Distributions increased by 10.04% year-on-year, exceeding market guidance and culminating in distribution growth of more than 10% for the fourth consecutive year. Chief Executive Officer, Darren Wilder says: “The resilience of the Fairvest portfolio is particularly evident in these tough conditions and this, together with our strong focus on delivering on value extraction and key operational metrics, have again paved the way for a continued creditable performance and sustained value creation”.
The consistent performance has been recognised by investors - Fairvest was the top performing Real Estate Investment Trust (REIT), for the year ended 30 June 2017 with a 38.5% annualised return and amongst the leading REITS in terms of performance over 3 and 5 years.
Over the next 24 months of trade, Fairvest will strategically focus on and target retail assets weighted toward rural and community shopping centres servicing the lower LSM market, in high-growth nodes, close to commuter networks. The Fairvest portfolio is geographically diversified across South Africa and consists of 41 properties, with 194 311m2 of lettable area and valued at R2.2 billion. The portfolio features a high national tenant component of 75.3%, tenant retention of 72.8% and a weighted average lease term of 38 months.
Annual results highlights
- Distributable earnings increased by 31.2% to R143.9 million
- 2017 distribution increased by 10.04% to 18.333 cents per share
- Like-for-like annualised property income increased by 9.3%
- Total property portfolio value up 14.5% to R2.2 billion
- New equity raised of R224.5 million
- Net asset value up 8.2% to 218.18 cents per share
- Vacancies remain low at 4.7% of the total lettable area
- Low gearing at 22.4% loan-to-value(LTV) provides ample scope for expansion
- Distribution growth of 9% to 10% cents per share expected for the year to 30 June 2018
Successful capital raises of R224.5 million, attractive acquisitions and steady growth in property valuations contributed to a property portfolio value increasing by 14.5% to R2.2 billion. The net asset value increased by 29.8% to R1.72 billion from R1.33 billion. On a per share basis, the net asset value increased by 8.2% to 218.18 cents per share, relative to a current share price of 200 cents.

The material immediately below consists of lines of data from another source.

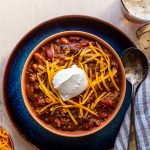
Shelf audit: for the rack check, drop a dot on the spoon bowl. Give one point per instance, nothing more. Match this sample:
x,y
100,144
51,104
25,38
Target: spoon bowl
x,y
136,69
136,65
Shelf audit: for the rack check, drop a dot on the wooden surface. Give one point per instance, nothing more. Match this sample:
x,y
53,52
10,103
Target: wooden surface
x,y
19,16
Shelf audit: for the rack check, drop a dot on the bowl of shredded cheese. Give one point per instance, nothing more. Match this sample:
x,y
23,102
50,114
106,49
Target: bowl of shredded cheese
x,y
6,142
136,10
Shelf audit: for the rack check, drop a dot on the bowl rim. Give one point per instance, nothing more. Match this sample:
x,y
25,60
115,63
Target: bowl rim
x,y
67,133
10,138
132,16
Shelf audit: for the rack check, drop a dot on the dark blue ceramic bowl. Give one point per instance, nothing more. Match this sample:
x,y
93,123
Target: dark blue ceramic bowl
x,y
31,131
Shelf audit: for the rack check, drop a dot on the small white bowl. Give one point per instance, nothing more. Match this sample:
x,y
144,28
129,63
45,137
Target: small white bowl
x,y
129,16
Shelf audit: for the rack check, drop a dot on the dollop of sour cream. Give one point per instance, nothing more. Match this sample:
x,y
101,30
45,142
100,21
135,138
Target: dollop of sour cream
x,y
70,82
138,8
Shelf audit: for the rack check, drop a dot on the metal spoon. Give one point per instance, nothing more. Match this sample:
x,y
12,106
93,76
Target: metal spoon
x,y
136,68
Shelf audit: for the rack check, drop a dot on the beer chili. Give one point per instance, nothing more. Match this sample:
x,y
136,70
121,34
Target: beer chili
x,y
87,110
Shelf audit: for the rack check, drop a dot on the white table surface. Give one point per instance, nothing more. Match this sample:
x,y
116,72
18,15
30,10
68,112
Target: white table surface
x,y
19,16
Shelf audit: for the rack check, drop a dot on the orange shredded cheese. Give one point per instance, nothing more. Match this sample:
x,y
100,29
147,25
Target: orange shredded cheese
x,y
80,110
103,96
5,142
83,107
47,106
88,96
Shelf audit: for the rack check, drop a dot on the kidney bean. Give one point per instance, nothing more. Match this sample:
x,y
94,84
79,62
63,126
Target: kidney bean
x,y
32,78
74,38
40,101
38,58
36,88
103,115
35,67
107,102
30,91
49,53
64,40
57,123
48,100
83,44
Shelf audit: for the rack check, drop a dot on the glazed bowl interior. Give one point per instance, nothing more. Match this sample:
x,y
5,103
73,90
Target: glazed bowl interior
x,y
74,133
10,142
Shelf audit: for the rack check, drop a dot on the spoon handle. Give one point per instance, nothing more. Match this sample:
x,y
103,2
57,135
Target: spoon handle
x,y
132,141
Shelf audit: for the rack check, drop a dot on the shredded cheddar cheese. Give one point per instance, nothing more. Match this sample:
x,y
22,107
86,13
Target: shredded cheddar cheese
x,y
97,78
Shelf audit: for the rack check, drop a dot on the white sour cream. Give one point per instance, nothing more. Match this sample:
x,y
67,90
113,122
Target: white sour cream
x,y
138,8
70,82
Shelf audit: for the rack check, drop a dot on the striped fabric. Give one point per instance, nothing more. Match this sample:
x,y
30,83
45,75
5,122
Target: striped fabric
x,y
142,120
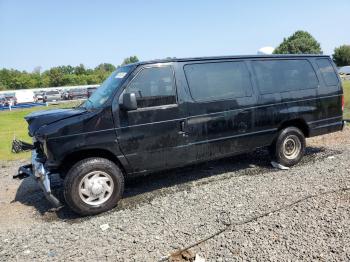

The company said that like-for-like annualised property income increased by 9.3%, a function of low vacancies at 4.7%, as well as gross rentals that trended upwards across the portfolio, with a 4.6% increase in the weighted average rental to R103.99/m2 at 30 June 2017. The weighted average contractual escalation for the portfolio was 7.4% at 30 June 2017.
Fairvest declared a dividend of 9.38 cents per share for the six months to 30 June 2017, which is a 10.49% increase from the comparable period. The total dividend distribution for the year is 18.333 cents per share.
Revenue grew by 18.4% to R331.1 million, due to income growth in the historic portfolio as well as the acquisitions during the period. A strong focus on cost containment and more efficient recoveries of municipal charges improved the net property expense ratio (expenses net of utility recoveries) to 15.5%, relative to 17.3% for the previous financial year.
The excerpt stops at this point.